Since you asked about it, here is a couple of nits that might be interesting to try:
Installing TF-DF (i.e. pip install tensorflow_decision_forests) prints a lot of things. You can mask some of it as follow:
!pip install tensorflow_decision_forests -U -q
By default, Colabs are running on two small CPUs (trying running !cat /proc/cpuinfo). However, by default, TF-DF trains on 6 threads (see “num_threads” constructor argument). It would be interesting to see the speed of training with only 2 threads.
The two approaches differ in two ways: Different l1_regularization values and the replacement of missing values by the mean in the second approach. Apart from this, both approaches are equivalent and are expected to give similar results within training noise (which might already be the case 0.81345 ~= 0.81343).
You can compute the confidence bounds or a t-test to be fancy :).

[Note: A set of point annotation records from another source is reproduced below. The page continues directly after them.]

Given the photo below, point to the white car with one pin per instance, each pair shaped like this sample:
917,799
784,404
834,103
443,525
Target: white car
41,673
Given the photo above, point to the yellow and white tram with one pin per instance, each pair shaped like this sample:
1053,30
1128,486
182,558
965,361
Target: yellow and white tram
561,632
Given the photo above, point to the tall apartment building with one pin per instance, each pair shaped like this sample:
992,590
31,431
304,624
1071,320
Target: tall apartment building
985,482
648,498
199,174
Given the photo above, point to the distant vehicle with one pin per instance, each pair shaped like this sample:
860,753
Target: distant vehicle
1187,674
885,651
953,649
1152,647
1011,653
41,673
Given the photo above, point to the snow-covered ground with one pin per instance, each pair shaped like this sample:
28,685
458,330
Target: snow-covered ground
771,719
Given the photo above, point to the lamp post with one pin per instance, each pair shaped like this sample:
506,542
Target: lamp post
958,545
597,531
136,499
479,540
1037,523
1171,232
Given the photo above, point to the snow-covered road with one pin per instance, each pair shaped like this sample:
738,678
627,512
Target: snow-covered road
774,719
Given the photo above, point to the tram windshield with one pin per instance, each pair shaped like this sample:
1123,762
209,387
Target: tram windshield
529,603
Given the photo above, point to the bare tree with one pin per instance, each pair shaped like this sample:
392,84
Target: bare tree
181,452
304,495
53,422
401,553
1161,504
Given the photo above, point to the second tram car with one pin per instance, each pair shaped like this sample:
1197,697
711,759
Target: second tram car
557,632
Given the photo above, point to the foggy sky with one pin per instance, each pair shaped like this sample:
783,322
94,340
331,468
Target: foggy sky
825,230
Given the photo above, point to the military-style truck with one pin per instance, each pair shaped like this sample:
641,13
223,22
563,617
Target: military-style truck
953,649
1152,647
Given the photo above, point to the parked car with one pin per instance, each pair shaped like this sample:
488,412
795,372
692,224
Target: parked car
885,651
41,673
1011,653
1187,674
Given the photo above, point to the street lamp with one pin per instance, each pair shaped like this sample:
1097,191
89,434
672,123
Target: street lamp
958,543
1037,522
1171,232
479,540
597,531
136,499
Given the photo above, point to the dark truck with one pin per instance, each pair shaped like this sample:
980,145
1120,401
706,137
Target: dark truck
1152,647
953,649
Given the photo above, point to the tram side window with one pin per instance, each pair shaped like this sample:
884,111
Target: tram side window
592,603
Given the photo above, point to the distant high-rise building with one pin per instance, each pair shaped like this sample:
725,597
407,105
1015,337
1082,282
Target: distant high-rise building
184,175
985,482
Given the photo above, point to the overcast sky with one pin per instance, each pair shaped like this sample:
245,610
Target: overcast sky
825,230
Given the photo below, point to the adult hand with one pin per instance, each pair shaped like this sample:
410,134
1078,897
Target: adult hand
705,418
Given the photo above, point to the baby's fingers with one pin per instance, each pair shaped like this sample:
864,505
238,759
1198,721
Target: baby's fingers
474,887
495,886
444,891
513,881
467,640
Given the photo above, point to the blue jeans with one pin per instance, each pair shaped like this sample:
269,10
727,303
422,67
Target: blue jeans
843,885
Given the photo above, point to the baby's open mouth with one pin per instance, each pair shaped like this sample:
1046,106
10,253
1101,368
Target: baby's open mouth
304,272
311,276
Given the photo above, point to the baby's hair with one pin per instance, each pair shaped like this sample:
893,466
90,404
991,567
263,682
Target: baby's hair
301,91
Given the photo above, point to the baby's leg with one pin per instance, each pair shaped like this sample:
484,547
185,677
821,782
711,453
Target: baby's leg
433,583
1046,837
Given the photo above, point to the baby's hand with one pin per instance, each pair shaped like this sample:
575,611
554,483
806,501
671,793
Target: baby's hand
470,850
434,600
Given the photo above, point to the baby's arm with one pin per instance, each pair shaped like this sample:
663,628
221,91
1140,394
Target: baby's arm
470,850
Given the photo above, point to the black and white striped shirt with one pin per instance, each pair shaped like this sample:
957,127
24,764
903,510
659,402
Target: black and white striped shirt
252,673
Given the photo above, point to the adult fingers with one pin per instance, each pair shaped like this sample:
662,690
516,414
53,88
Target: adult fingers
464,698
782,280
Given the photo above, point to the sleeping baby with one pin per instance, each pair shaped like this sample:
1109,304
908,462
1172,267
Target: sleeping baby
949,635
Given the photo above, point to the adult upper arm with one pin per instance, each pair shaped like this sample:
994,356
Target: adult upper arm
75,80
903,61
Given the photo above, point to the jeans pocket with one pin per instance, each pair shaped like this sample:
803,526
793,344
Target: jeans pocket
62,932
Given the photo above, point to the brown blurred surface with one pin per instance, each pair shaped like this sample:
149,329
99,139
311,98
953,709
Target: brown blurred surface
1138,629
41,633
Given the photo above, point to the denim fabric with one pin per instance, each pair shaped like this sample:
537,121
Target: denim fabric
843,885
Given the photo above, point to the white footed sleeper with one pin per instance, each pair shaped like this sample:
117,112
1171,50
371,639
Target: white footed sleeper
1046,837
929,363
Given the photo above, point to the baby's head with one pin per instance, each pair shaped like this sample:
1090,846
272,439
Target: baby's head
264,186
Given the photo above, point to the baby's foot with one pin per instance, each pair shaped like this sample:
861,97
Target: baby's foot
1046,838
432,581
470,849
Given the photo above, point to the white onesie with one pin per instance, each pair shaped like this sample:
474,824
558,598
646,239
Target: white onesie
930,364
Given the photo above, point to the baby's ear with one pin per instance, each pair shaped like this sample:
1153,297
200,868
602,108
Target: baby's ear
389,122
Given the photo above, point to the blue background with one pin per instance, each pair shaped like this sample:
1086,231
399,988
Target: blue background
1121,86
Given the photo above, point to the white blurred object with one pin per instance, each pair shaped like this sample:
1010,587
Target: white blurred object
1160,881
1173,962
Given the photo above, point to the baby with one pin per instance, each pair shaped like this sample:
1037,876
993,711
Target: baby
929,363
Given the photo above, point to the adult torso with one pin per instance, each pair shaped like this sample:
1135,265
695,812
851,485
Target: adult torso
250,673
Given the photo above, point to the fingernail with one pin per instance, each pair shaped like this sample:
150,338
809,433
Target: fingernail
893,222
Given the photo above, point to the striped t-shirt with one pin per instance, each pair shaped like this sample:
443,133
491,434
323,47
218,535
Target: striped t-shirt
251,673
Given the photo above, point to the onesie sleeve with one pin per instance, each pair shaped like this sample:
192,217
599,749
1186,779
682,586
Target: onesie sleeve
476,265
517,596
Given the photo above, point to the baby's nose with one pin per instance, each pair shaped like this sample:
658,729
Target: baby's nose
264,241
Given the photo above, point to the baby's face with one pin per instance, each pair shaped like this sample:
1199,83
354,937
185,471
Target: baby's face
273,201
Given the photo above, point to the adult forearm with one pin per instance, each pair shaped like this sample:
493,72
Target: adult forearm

For long training, it might be interesting to print the training logs (while training). This can be done as follow:
!pip install wurlitzer -U -q
from wurlitzer import sys_pipes
Note that at some point, this will be done automatically depending on the verbose parameter.
Thanks for sharing the colab. Since you had hands-on practice with the library, do you mind me asking you about your experience? For example, did you face some hard debug errors, or did some of the behavior of the library was surprising?